É o mesmo que é necessário sempre que estamos tentando criar uma cultura: devemos liderar pelo exemplo, celebrar e recompensar comportamentos alinhados com essa cultura e desencorajar quem não o faz. Quando se trata de superar o medo de cometer erros, de uma organização e de seus indivíduos, líderes devem começar cometendo erros, porque assim estamos experimentando e mostrando. Estamos dizendo às nossas equipes: “Nós tentamos isso e percebemos que não funciona. Estamos compartilhando o que aconteceu com a gente, no que erramos e o que aprendemos”. Além disso, devemos começar sistematicamente a reconhecer as pessoas que se comportam de acordo com os valores e princípios que queremos reforçar.


Na sua opinião, qual o principal impacto da tecnologia em sua indústria?

Não podemos mais falar sobre o impacto da tecnologia em uma indústria. Isso fazia sentido há 10 anos. Hoje a tecnologia já é o centro de quase todas as indústrias. Quem não percebe que deve colocar a tecnologia no centro de seu modelo de negócios terá problemas em breve. O relacionamento com nossas clientes é digital, a experiência que elas desejam viver é digital, e não apenas digital, é móvel.
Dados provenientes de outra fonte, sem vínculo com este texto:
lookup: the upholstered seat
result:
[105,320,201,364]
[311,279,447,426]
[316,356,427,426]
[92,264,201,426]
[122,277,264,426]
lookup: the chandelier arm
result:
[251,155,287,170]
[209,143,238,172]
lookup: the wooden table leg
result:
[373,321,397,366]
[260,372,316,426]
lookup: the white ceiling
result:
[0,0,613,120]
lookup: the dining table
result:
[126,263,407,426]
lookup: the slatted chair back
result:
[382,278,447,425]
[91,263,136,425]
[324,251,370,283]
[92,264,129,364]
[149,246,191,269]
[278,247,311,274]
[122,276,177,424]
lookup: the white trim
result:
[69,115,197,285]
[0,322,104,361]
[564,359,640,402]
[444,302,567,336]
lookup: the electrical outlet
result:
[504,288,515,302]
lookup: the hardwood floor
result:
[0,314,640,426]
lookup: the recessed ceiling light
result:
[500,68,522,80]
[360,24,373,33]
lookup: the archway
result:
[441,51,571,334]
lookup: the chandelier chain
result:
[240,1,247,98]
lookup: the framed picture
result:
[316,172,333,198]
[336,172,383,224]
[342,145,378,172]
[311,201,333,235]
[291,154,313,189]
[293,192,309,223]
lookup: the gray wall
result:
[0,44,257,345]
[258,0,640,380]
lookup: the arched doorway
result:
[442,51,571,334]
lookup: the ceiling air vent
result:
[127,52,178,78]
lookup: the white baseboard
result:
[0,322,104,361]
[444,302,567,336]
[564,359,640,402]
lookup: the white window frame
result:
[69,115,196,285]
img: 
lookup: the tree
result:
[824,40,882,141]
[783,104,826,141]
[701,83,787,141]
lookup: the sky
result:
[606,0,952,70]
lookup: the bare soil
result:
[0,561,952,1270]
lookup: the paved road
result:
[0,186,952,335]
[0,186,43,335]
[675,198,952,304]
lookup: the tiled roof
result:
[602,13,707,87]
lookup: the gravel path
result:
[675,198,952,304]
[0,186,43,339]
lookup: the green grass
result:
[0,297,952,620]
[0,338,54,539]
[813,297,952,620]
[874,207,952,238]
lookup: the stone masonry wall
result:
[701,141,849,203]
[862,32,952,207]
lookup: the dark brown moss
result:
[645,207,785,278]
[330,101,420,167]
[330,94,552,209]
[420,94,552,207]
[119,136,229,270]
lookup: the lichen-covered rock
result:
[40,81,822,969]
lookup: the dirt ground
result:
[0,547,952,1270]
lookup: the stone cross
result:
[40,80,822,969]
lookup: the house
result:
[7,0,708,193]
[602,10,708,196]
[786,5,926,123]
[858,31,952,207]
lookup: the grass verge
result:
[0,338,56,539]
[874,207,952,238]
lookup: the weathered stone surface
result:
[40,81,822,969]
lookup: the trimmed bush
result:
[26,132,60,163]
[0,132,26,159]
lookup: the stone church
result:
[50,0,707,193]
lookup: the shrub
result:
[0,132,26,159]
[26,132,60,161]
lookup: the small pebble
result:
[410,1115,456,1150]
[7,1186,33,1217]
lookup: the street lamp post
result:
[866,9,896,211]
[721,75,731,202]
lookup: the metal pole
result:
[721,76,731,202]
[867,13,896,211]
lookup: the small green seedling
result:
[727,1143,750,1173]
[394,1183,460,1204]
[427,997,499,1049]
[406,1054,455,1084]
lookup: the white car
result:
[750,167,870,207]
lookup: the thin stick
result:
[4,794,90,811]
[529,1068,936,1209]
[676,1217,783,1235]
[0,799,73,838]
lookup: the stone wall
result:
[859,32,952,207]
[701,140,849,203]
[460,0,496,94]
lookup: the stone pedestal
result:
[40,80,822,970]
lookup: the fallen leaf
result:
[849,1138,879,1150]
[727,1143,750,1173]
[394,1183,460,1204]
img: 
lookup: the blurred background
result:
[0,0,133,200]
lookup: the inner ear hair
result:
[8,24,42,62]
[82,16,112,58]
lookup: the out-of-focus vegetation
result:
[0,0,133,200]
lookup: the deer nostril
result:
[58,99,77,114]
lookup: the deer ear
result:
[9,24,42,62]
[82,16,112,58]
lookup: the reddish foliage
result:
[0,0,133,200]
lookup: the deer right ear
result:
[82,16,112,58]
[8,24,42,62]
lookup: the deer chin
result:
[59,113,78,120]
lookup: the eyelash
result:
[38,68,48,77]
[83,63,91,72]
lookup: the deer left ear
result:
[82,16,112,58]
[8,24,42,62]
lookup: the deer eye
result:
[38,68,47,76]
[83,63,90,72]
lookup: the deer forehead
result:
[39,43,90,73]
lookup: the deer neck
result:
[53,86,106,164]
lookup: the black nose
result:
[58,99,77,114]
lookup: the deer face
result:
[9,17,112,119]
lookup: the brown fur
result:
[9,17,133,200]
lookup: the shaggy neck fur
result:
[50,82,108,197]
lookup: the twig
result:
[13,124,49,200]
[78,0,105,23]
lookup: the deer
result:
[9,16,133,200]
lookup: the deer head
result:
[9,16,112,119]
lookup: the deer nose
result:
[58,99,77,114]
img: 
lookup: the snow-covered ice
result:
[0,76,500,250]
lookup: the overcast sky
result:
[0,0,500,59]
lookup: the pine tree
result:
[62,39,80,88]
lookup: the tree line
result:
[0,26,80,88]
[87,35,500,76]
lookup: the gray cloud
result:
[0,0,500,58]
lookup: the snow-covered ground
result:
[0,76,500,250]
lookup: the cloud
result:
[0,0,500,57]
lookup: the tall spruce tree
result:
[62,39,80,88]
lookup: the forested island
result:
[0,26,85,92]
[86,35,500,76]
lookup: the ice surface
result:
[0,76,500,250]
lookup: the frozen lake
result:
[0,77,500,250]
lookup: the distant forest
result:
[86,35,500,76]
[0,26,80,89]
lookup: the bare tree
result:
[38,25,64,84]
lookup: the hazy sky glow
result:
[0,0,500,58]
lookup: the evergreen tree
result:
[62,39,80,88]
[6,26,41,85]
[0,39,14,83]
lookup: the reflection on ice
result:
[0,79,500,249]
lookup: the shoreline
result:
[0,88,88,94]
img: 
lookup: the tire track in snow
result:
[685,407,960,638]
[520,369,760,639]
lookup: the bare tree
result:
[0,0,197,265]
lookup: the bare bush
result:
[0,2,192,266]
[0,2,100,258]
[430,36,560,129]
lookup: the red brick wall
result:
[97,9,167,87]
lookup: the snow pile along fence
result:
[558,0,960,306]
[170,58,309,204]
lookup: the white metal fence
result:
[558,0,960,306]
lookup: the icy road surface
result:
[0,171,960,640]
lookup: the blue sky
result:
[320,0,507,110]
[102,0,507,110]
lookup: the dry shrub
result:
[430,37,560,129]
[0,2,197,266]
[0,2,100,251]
Como se preparar para esse impacto?

Eu acho que o mais importante é começar a desenvolver as habilidades em nossas equipes e nossas pessoas. A empresa e o modo de trabalho devem mudar e, para isso, você deve ajudar as pessoas a seguirem esse caminho. É injusto pedir às pessoas que façam algo que nunca fizeram antes e não necessariamente sabem como fazê-lo, sem prepará-las. Para isso, temos que investir energia em treiná-las e mudar a mentalidade da organização. O resto virá naturalmente.


Quais são as características básicas de uma boa equipe focada em clientes cada vez mais digitais?

Nossas clientes são cada vez mais digitais (e millennials?), mas as equipes que precisamos para construir experiências que as fazem querer se relacionar uma e outra vez, precisam ser digitais (e millennials?) a partir de hoje. Equipes diversas que pensam de diferentes maneiras, equipes autônomas comprometidas com as necessidades da cliente que estão tentando resolver, equipes tecnicamente poderosas que amam a tecnologia.


Como uma liderança pode injetar energia e desejo de desafios em sua equipe?

A paixão é contagiosa. Se a liderança tiver, ela consegue. Se não tiver, deve encontrá-la rapidamente (ou procurar em outro lugar). Temos que conversar constantemente sobre porque estamos aqui, sobre o que nos move todos os dias. Temos que estar por perto e transmitir confiança porque líderes que não criam vínculo emocional com seus times dificilmente conseguem contagiá-los com um propósito e um desafio comuns.